Opere di misericordia spirituali –  Perdonare le offese

Ci siamo lasciati ieri con la lettura della Lettera a un Ministro di Francesco d’Assisi. Oggi sarà ancora lui a condurci dentro l’opera di misericordia del perdonare le offese. Nel Cantico di Frate Sole, Francesco ha fatto inserire il distico del perdono, in memoria della riconciliazione che egli stesso ha facilitato tra il vescovo e il podestà di Assisi: «Laudato si’, mi’ Signore, per quelli ke perdonano per lo Tuo amore» (FF 263).

Perdonare i nemici è l’impegno più difficile che ci ha affidato Gesù. Ce lo ha presentato con caratteristiche precise; come obbligo: «Avete inteso che fu detto, amerai il tuo prossimo e odierai il tuo nemico; ma io vi dico: amate i vostri nemici e pregate per i vostri persecutori». (Matteo 5,43).
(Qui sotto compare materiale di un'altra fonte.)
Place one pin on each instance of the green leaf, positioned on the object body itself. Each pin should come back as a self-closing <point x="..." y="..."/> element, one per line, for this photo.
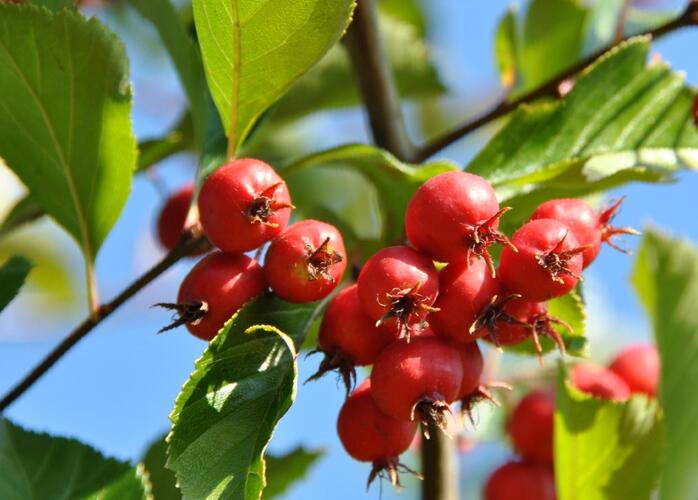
<point x="666" y="281"/>
<point x="623" y="121"/>
<point x="163" y="483"/>
<point x="330" y="85"/>
<point x="40" y="466"/>
<point x="284" y="470"/>
<point x="12" y="275"/>
<point x="253" y="50"/>
<point x="227" y="410"/>
<point x="65" y="126"/>
<point x="605" y="449"/>
<point x="394" y="183"/>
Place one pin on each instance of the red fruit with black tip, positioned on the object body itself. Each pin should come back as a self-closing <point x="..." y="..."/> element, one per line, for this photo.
<point x="531" y="426"/>
<point x="397" y="288"/>
<point x="215" y="288"/>
<point x="454" y="215"/>
<point x="600" y="382"/>
<point x="369" y="435"/>
<point x="306" y="262"/>
<point x="244" y="204"/>
<point x="548" y="262"/>
<point x="466" y="289"/>
<point x="521" y="481"/>
<point x="638" y="366"/>
<point x="417" y="380"/>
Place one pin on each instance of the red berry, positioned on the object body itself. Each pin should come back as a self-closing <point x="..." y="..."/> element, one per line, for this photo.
<point x="600" y="382"/>
<point x="243" y="205"/>
<point x="397" y="287"/>
<point x="417" y="379"/>
<point x="453" y="216"/>
<point x="306" y="262"/>
<point x="348" y="337"/>
<point x="531" y="426"/>
<point x="638" y="366"/>
<point x="466" y="289"/>
<point x="521" y="481"/>
<point x="369" y="435"/>
<point x="548" y="262"/>
<point x="215" y="288"/>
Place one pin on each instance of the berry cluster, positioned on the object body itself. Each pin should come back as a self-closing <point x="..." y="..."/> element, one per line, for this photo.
<point x="418" y="325"/>
<point x="243" y="206"/>
<point x="530" y="426"/>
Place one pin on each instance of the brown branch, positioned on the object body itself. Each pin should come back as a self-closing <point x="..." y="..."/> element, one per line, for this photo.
<point x="185" y="247"/>
<point x="688" y="18"/>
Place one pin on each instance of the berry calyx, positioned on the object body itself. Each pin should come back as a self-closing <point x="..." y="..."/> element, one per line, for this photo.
<point x="369" y="435"/>
<point x="522" y="480"/>
<point x="243" y="205"/>
<point x="548" y="262"/>
<point x="306" y="262"/>
<point x="600" y="382"/>
<point x="397" y="288"/>
<point x="348" y="338"/>
<point x="417" y="380"/>
<point x="455" y="215"/>
<point x="531" y="426"/>
<point x="638" y="366"/>
<point x="466" y="289"/>
<point x="215" y="288"/>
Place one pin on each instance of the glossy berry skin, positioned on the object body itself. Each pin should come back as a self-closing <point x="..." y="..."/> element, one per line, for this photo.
<point x="368" y="434"/>
<point x="521" y="481"/>
<point x="397" y="287"/>
<point x="531" y="426"/>
<point x="173" y="216"/>
<point x="224" y="282"/>
<point x="600" y="382"/>
<point x="465" y="290"/>
<point x="408" y="373"/>
<point x="548" y="262"/>
<point x="243" y="204"/>
<point x="638" y="366"/>
<point x="306" y="262"/>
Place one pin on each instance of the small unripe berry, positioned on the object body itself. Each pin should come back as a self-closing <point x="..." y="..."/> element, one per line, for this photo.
<point x="638" y="366"/>
<point x="243" y="204"/>
<point x="548" y="262"/>
<point x="306" y="262"/>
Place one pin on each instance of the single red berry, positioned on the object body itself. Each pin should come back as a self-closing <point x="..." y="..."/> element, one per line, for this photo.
<point x="531" y="426"/>
<point x="454" y="215"/>
<point x="548" y="262"/>
<point x="306" y="262"/>
<point x="397" y="287"/>
<point x="215" y="288"/>
<point x="466" y="289"/>
<point x="521" y="480"/>
<point x="589" y="228"/>
<point x="600" y="382"/>
<point x="638" y="366"/>
<point x="417" y="379"/>
<point x="348" y="338"/>
<point x="244" y="204"/>
<point x="369" y="435"/>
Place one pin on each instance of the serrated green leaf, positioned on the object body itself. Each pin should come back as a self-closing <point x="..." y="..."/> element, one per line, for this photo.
<point x="43" y="467"/>
<point x="253" y="50"/>
<point x="604" y="449"/>
<point x="65" y="126"/>
<point x="666" y="281"/>
<point x="12" y="275"/>
<point x="284" y="470"/>
<point x="394" y="183"/>
<point x="227" y="410"/>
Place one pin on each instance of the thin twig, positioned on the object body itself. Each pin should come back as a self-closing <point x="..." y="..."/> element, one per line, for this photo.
<point x="688" y="18"/>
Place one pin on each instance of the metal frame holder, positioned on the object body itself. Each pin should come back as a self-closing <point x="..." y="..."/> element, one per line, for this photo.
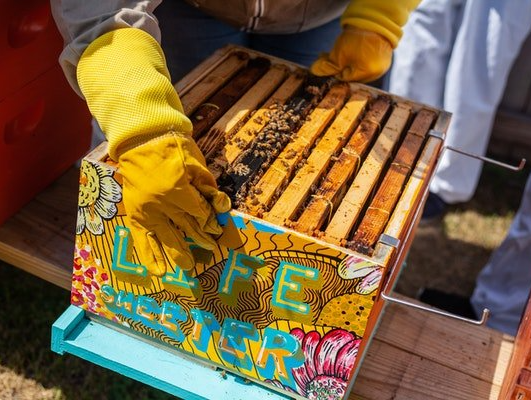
<point x="393" y="242"/>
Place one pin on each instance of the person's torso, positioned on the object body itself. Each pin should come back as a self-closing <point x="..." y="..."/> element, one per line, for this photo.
<point x="273" y="16"/>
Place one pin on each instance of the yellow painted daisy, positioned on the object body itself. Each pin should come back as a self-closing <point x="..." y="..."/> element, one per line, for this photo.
<point x="98" y="195"/>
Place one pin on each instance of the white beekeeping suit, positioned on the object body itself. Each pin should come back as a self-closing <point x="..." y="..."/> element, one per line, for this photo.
<point x="457" y="55"/>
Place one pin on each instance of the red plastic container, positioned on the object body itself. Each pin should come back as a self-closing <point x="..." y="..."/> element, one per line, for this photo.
<point x="44" y="128"/>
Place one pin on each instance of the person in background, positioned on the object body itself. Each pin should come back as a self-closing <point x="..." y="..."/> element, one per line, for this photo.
<point x="457" y="55"/>
<point x="114" y="59"/>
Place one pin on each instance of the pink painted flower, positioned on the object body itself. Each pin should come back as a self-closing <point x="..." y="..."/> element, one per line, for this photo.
<point x="328" y="363"/>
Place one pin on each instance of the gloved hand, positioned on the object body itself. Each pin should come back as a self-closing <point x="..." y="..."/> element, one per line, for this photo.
<point x="358" y="55"/>
<point x="167" y="188"/>
<point x="363" y="51"/>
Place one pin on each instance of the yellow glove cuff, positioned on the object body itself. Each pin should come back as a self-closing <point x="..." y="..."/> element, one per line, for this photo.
<point x="385" y="17"/>
<point x="127" y="86"/>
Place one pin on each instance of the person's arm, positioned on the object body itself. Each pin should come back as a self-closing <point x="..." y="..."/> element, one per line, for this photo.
<point x="167" y="189"/>
<point x="371" y="30"/>
<point x="81" y="22"/>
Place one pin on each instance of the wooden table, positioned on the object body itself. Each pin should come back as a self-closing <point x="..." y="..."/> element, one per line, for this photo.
<point x="414" y="354"/>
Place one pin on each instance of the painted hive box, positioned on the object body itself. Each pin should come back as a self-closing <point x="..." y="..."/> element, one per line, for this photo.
<point x="327" y="180"/>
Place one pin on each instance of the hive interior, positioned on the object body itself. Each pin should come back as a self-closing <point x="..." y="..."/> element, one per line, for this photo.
<point x="320" y="156"/>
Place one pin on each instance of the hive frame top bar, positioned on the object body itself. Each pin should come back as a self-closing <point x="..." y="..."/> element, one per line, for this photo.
<point x="385" y="249"/>
<point x="184" y="85"/>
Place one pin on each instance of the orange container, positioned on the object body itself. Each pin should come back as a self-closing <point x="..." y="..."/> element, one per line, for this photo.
<point x="30" y="43"/>
<point x="44" y="128"/>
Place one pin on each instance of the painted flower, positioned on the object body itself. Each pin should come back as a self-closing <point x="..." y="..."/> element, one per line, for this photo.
<point x="98" y="195"/>
<point x="87" y="280"/>
<point x="370" y="274"/>
<point x="328" y="364"/>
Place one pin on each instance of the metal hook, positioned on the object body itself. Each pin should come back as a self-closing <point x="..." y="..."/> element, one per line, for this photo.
<point x="479" y="322"/>
<point x="518" y="167"/>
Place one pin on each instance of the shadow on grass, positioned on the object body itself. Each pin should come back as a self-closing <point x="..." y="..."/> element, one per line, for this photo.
<point x="29" y="307"/>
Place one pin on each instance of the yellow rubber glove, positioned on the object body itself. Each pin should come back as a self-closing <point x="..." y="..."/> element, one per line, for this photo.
<point x="363" y="51"/>
<point x="167" y="189"/>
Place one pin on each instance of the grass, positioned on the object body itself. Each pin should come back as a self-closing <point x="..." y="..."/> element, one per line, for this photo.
<point x="445" y="255"/>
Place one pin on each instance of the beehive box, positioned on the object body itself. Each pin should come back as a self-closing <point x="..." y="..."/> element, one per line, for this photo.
<point x="327" y="179"/>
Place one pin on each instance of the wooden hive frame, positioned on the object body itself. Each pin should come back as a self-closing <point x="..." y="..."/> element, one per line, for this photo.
<point x="326" y="176"/>
<point x="338" y="189"/>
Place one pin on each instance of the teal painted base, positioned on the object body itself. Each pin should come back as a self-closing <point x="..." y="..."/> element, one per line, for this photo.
<point x="183" y="377"/>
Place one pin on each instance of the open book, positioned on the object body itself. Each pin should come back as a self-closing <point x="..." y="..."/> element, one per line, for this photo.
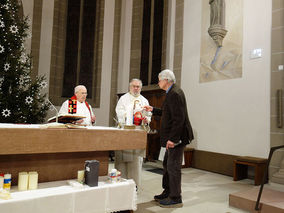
<point x="69" y="118"/>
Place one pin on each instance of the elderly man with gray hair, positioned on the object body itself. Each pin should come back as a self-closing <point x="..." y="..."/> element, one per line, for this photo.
<point x="78" y="105"/>
<point x="175" y="134"/>
<point x="129" y="162"/>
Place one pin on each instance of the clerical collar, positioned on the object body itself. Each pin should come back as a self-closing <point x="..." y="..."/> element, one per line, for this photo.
<point x="134" y="95"/>
<point x="169" y="88"/>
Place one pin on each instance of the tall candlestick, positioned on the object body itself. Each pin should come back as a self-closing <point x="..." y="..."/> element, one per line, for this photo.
<point x="33" y="180"/>
<point x="1" y="182"/>
<point x="7" y="182"/>
<point x="129" y="115"/>
<point x="23" y="181"/>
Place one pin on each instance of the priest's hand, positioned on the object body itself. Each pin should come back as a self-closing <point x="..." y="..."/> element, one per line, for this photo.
<point x="148" y="108"/>
<point x="170" y="144"/>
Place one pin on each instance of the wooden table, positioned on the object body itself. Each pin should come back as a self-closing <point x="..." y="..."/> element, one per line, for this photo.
<point x="57" y="154"/>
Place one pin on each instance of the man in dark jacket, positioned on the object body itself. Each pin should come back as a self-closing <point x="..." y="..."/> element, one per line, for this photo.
<point x="176" y="133"/>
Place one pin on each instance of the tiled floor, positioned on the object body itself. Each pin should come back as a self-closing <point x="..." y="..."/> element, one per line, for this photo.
<point x="202" y="192"/>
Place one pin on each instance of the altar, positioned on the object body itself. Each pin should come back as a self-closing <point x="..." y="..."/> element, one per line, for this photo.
<point x="56" y="153"/>
<point x="59" y="197"/>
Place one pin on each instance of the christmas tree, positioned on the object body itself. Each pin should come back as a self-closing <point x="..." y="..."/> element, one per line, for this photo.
<point x="21" y="100"/>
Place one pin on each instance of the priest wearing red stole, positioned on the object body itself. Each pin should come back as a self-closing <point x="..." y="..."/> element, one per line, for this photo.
<point x="77" y="105"/>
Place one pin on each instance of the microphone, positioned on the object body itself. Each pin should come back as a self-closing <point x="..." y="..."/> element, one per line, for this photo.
<point x="53" y="108"/>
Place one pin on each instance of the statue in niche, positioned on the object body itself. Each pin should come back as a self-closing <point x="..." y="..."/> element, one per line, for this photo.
<point x="217" y="29"/>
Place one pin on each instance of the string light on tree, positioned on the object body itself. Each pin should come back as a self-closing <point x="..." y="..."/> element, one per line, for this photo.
<point x="17" y="89"/>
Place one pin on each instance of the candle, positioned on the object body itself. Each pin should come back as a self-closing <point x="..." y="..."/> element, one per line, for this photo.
<point x="7" y="182"/>
<point x="129" y="115"/>
<point x="33" y="180"/>
<point x="23" y="181"/>
<point x="1" y="182"/>
<point x="80" y="176"/>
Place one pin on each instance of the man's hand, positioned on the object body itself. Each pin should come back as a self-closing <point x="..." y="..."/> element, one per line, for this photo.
<point x="170" y="144"/>
<point x="148" y="108"/>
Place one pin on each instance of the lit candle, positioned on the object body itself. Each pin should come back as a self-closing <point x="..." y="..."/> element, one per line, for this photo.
<point x="23" y="181"/>
<point x="80" y="176"/>
<point x="1" y="182"/>
<point x="129" y="115"/>
<point x="33" y="180"/>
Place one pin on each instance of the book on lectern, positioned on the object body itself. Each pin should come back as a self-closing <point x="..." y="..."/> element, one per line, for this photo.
<point x="69" y="118"/>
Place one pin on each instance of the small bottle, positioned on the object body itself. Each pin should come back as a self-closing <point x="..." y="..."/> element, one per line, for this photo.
<point x="7" y="182"/>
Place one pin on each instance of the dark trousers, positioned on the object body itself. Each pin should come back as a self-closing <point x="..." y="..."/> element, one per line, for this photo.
<point x="172" y="171"/>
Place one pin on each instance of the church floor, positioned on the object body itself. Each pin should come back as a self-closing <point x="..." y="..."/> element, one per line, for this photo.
<point x="202" y="191"/>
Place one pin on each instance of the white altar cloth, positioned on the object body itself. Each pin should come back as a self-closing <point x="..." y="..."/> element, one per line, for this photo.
<point x="59" y="197"/>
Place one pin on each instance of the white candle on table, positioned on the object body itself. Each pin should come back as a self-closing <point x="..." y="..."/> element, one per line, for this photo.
<point x="33" y="180"/>
<point x="23" y="181"/>
<point x="129" y="115"/>
<point x="80" y="176"/>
Perché questo comandamento? Come segno della novità cristiana, ossia della nascita alla vita nuova: «perché siate figli del Padre celeste, che fa sorgere il suo sole sopra i malvagi e sopra i buoni». (Matteo 5,43). Come condizione per ottenere il perdono: «Pregate così …rimetti a noi i nostri debiti, come noi li rimettiamo ai nostri debitori». (Matteo 6,12). L’insistenza con cui Gesù ha indicato con la parola e con la sua testimonianza personale la strada del perdono, aiuta a cogliere la ricchezza spirituale che esso contiene: spesso è causa di conversione ed è comunque una strada di evangelizzazione. Il perdono delle offese è opera richiesta non solo ai singoli, ma anche alle comunità nazionali e internazionali. Senza il perdono, sarà l’orgoglio a dominare l’arena del mondo, e con il codazzo di violenza e guerra. I cristiani che accettano la dimensione della misericordia e del perdono diventano anima di un mondo riconciliato, non violento, pacifico.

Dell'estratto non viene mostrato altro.